Agricultura ecológica 

Resgate da visão “indígena” na agricultura do branco

Por Jacques Saldanha*

Quando se tem o privilégio de ler, analisar e compreender o conteúdo dos livros que escreveram/determinaram a história da chegada/invasão no continente americano, percebe-se que passamos quinhentos anos mantendo os mesmos paradigmas da relação invasora quando lidamos com a terra/agricultura/natureza, neste espaço geográfico que nos viu nascer.

Indiscutivelmente ainda de costas para o presente e o futuro, permanecemos de frente para um passado ideológico/cultural que não é o nosso.

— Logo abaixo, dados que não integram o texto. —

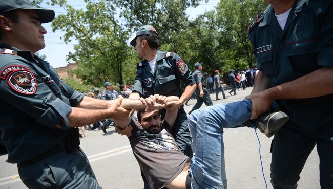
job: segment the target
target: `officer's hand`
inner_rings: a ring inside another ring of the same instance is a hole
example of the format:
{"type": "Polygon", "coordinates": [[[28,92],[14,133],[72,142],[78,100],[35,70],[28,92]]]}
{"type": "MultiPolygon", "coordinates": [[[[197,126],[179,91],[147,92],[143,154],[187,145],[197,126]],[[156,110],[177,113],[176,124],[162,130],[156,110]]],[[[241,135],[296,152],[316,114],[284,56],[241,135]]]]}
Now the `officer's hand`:
{"type": "Polygon", "coordinates": [[[163,96],[163,95],[160,95],[158,94],[156,94],[154,95],[156,99],[156,102],[158,103],[164,104],[168,101],[167,100],[167,97],[163,96]]]}
{"type": "Polygon", "coordinates": [[[119,125],[116,126],[116,132],[121,135],[126,135],[127,137],[132,135],[132,127],[131,125],[128,125],[124,128],[121,128],[119,125]]]}
{"type": "Polygon", "coordinates": [[[203,91],[200,91],[200,94],[199,94],[199,96],[201,98],[203,97],[203,91]]]}
{"type": "Polygon", "coordinates": [[[131,110],[126,109],[121,106],[122,99],[122,97],[119,96],[117,99],[108,102],[108,109],[110,110],[111,118],[123,120],[128,117],[131,110]]]}
{"type": "Polygon", "coordinates": [[[252,102],[252,111],[250,119],[257,118],[259,116],[269,110],[273,100],[266,93],[263,92],[255,93],[245,97],[252,102]]]}
{"type": "Polygon", "coordinates": [[[183,104],[179,102],[179,101],[168,102],[167,103],[167,106],[164,107],[164,109],[167,110],[174,111],[182,105],[183,105],[183,104]]]}

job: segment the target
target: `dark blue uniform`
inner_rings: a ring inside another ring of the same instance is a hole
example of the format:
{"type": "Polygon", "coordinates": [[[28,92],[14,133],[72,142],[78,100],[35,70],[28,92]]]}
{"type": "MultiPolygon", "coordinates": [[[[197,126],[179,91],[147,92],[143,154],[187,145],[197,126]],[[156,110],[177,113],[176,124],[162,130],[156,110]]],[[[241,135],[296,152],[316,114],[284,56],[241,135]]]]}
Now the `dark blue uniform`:
{"type": "MultiPolygon", "coordinates": [[[[332,1],[296,1],[284,30],[269,6],[249,27],[257,67],[272,86],[333,67],[332,1]]],[[[321,188],[333,188],[333,94],[277,102],[290,120],[273,141],[273,186],[296,188],[317,144],[321,188]]]]}
{"type": "Polygon", "coordinates": [[[195,89],[195,91],[194,91],[197,96],[197,103],[194,105],[192,109],[189,112],[189,114],[191,114],[192,111],[200,108],[204,102],[207,106],[213,106],[213,102],[212,102],[211,96],[208,93],[208,91],[207,91],[206,81],[204,78],[203,78],[203,75],[202,75],[201,72],[197,69],[196,70],[193,72],[193,77],[197,84],[197,88],[195,89]],[[201,83],[202,90],[203,91],[203,97],[200,97],[200,90],[199,89],[199,85],[198,85],[198,84],[200,82],[201,83]]]}
{"type": "Polygon", "coordinates": [[[0,44],[0,62],[1,140],[22,181],[29,188],[98,188],[67,117],[83,95],[30,51],[0,44]]]}
{"type": "MultiPolygon", "coordinates": [[[[135,83],[132,90],[139,92],[144,97],[155,94],[180,97],[182,94],[181,79],[186,86],[195,83],[187,65],[178,54],[173,52],[157,51],[155,70],[152,70],[146,60],[138,63],[137,68],[135,83]],[[143,89],[146,94],[143,93],[143,89]]],[[[162,110],[162,119],[165,113],[165,110],[162,110]]],[[[188,156],[192,157],[192,140],[187,115],[183,106],[178,109],[172,131],[180,150],[188,156]]]]}

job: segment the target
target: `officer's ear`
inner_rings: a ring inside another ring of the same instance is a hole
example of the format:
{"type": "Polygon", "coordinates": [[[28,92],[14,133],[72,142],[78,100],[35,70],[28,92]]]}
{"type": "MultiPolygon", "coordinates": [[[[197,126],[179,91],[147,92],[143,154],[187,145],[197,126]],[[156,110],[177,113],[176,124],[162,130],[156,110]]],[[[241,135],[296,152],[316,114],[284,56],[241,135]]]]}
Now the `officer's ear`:
{"type": "Polygon", "coordinates": [[[11,22],[9,18],[0,15],[0,28],[1,28],[2,32],[4,30],[5,31],[10,31],[12,30],[11,22]]]}

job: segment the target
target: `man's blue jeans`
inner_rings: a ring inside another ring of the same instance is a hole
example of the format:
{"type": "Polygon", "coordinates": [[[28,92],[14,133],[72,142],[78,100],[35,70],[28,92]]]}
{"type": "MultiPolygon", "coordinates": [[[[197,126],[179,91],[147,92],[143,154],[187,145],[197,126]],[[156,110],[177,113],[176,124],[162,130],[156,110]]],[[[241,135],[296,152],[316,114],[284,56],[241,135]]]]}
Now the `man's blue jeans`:
{"type": "Polygon", "coordinates": [[[252,110],[251,101],[245,99],[197,109],[189,116],[193,188],[226,188],[223,129],[248,120],[252,110]]]}

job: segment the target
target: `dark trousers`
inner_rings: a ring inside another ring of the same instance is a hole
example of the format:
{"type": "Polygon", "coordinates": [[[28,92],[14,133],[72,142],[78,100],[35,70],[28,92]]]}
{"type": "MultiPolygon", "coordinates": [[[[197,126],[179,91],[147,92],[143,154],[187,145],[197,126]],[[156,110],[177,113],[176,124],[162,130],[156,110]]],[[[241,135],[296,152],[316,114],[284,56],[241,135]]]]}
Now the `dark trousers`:
{"type": "Polygon", "coordinates": [[[231,89],[231,90],[230,91],[230,92],[229,92],[229,93],[231,93],[232,92],[234,92],[234,94],[236,94],[236,83],[235,82],[231,82],[230,84],[231,84],[231,86],[233,86],[233,89],[231,89]]]}
{"type": "MultiPolygon", "coordinates": [[[[166,112],[164,109],[160,110],[162,120],[164,119],[166,112]]],[[[192,158],[193,156],[192,140],[188,125],[188,115],[183,106],[178,108],[177,118],[172,127],[172,133],[180,150],[190,158],[192,158]]]]}
{"type": "Polygon", "coordinates": [[[192,108],[192,109],[190,111],[189,114],[191,114],[192,111],[200,108],[200,107],[202,105],[202,104],[204,102],[204,104],[207,106],[213,106],[213,102],[212,102],[212,99],[211,99],[211,96],[207,91],[207,89],[204,87],[202,87],[203,90],[203,97],[200,97],[200,90],[196,90],[195,93],[197,95],[197,103],[194,105],[194,106],[192,108]]]}
{"type": "Polygon", "coordinates": [[[208,83],[208,85],[210,87],[210,92],[212,92],[214,91],[214,89],[213,88],[213,82],[212,83],[208,83]]]}
{"type": "Polygon", "coordinates": [[[62,150],[34,163],[17,164],[19,177],[29,188],[101,188],[80,147],[62,150]]]}
{"type": "Polygon", "coordinates": [[[274,188],[297,187],[300,174],[317,144],[321,188],[333,188],[333,127],[309,136],[295,129],[299,128],[296,126],[288,121],[275,134],[272,141],[270,182],[274,188]]]}

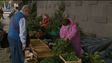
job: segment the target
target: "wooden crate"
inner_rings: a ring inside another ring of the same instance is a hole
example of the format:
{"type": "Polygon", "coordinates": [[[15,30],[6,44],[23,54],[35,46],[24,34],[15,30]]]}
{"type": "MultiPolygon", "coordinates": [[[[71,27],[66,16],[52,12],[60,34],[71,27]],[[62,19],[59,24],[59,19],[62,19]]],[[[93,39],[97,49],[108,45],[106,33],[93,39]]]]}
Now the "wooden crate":
{"type": "Polygon", "coordinates": [[[64,61],[64,63],[81,63],[81,59],[79,59],[78,61],[66,61],[63,57],[62,57],[62,55],[59,55],[60,56],[60,58],[64,61]]]}

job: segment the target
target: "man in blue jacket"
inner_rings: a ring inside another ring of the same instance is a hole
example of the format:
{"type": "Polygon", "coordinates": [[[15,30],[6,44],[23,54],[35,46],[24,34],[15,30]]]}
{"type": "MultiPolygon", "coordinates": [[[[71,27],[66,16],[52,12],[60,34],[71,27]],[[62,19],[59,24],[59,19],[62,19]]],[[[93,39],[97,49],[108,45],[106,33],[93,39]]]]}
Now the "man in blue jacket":
{"type": "Polygon", "coordinates": [[[30,6],[24,5],[21,11],[11,18],[8,41],[12,63],[24,63],[26,38],[29,34],[26,17],[29,17],[30,13],[30,6]]]}

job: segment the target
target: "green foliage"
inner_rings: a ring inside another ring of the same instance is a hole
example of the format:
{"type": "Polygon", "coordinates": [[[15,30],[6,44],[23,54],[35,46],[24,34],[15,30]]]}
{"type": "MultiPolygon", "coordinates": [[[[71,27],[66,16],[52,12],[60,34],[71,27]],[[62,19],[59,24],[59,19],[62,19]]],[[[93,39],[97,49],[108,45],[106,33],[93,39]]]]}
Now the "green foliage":
{"type": "Polygon", "coordinates": [[[29,31],[33,31],[35,29],[40,29],[40,26],[37,25],[36,23],[34,23],[33,21],[32,22],[28,22],[28,29],[29,31]]]}
{"type": "Polygon", "coordinates": [[[4,7],[3,1],[0,1],[0,8],[4,7]]]}
{"type": "Polygon", "coordinates": [[[9,14],[9,18],[11,18],[11,17],[14,15],[15,12],[16,12],[16,11],[11,12],[11,13],[9,14]]]}
{"type": "Polygon", "coordinates": [[[56,10],[55,13],[52,15],[51,20],[49,21],[49,26],[46,29],[46,32],[58,31],[62,26],[62,20],[64,19],[63,12],[65,11],[65,3],[61,2],[58,3],[59,8],[61,10],[56,10]]]}
{"type": "Polygon", "coordinates": [[[63,1],[61,1],[61,3],[58,3],[59,5],[59,10],[64,12],[65,11],[65,3],[63,1]]]}
{"type": "Polygon", "coordinates": [[[65,54],[62,55],[62,57],[63,57],[66,61],[78,61],[78,57],[75,56],[75,52],[65,53],[65,54]]]}
{"type": "Polygon", "coordinates": [[[31,8],[32,8],[32,12],[37,11],[37,3],[36,2],[32,3],[31,8]]]}
{"type": "Polygon", "coordinates": [[[39,63],[64,63],[64,62],[59,58],[59,56],[53,56],[53,57],[45,58],[39,63]]]}
{"type": "Polygon", "coordinates": [[[73,52],[73,47],[71,46],[70,42],[62,41],[62,39],[56,40],[57,45],[53,47],[51,52],[54,52],[56,55],[64,54],[64,53],[70,53],[73,52]]]}
{"type": "Polygon", "coordinates": [[[27,18],[28,21],[35,20],[35,18],[37,16],[37,3],[36,2],[33,2],[31,4],[31,9],[32,9],[32,13],[31,13],[30,17],[27,18]]]}
{"type": "Polygon", "coordinates": [[[95,52],[94,55],[91,53],[86,53],[87,56],[82,56],[81,59],[83,59],[82,62],[86,63],[105,63],[104,60],[100,60],[100,56],[98,55],[98,52],[95,52]]]}
{"type": "Polygon", "coordinates": [[[42,21],[42,16],[36,17],[34,23],[39,24],[42,21]]]}
{"type": "Polygon", "coordinates": [[[76,22],[76,25],[77,25],[77,27],[78,27],[78,29],[79,29],[79,32],[80,32],[80,34],[81,34],[81,37],[82,37],[82,38],[86,38],[87,36],[86,36],[84,33],[82,33],[82,31],[81,31],[81,29],[80,29],[80,27],[79,27],[79,23],[78,23],[78,22],[76,22]]]}

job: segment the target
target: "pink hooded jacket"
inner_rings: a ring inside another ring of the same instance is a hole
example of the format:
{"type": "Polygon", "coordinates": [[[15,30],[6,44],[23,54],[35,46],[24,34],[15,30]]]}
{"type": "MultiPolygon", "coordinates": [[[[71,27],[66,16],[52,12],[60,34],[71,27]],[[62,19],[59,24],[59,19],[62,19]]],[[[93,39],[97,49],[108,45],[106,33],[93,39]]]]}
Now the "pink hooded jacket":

Mesmo constatando que são quinhentos anos de ignorância, arrogância, prepotência e incompetência, sentimentos na maioria das vezes expressados em vários níveis de inconsciência, temos ainda chances de se abrirem portas e janelas em nossa história com a terra. E isto se encontrarmos nossos companheiros de espaço geográfico que mantém sua história, sem escrita e livros, e infelizmente na maioria das vezes também inconsciente, mostrando-nos sua sabedoria milenar de convivência e integração com a Vida manifesta na natureza.

Em muitos de nós será um resgate. Em outros se houver humildade, perceberão, aprendendo/apreendendo, na visão "indígena" (autóctone), a relação cultural que expressam no processo agrícola - na convivência com a natureza tropical/subtropical/temperada deste espaço geográfico que arbitrariamente se chama Brasil.

 Mas por que considerarmos tão importante este aprendizado ou resgate, ampliando a compreensão de agricultura para convivência com a natureza?

Primeiro porque entendemos agricultura, radicalmente, como a prática de um Saber cultural quando da intervenção humana no equilíbrio das relações dinâmicas entre os seres - vivos e inanimados - em um ambiente natural. E esta intervenção se demonstra pelo privilégio que se atribui a determinadas plantas/animais que num momento histórico se define como fontes de alimentos destinados à sobrevivência da espécie humana.

Sendo então a agricultura a exteriorização de um Saber cultural, no instante em que esta intervenção é destrutiva, exterminadora, alternativa e mantenedora de um equilíbrio dinâmico e constante nas relações entre os seres - vivos e inanimados -, conclui-se que este Fazer mesmo cultural, não se origina de um verdadeiro Saber.

Em segundo porque se verifica que a prática do agricultor brasileiro nestes quinhentos anos vem deixando um rastro insidioso de erosão, degradação ambiental, desajuste permanente daquele equilíbrio dinâmico da natureza, levando-a a uma gradativa perda de sua vitalidade.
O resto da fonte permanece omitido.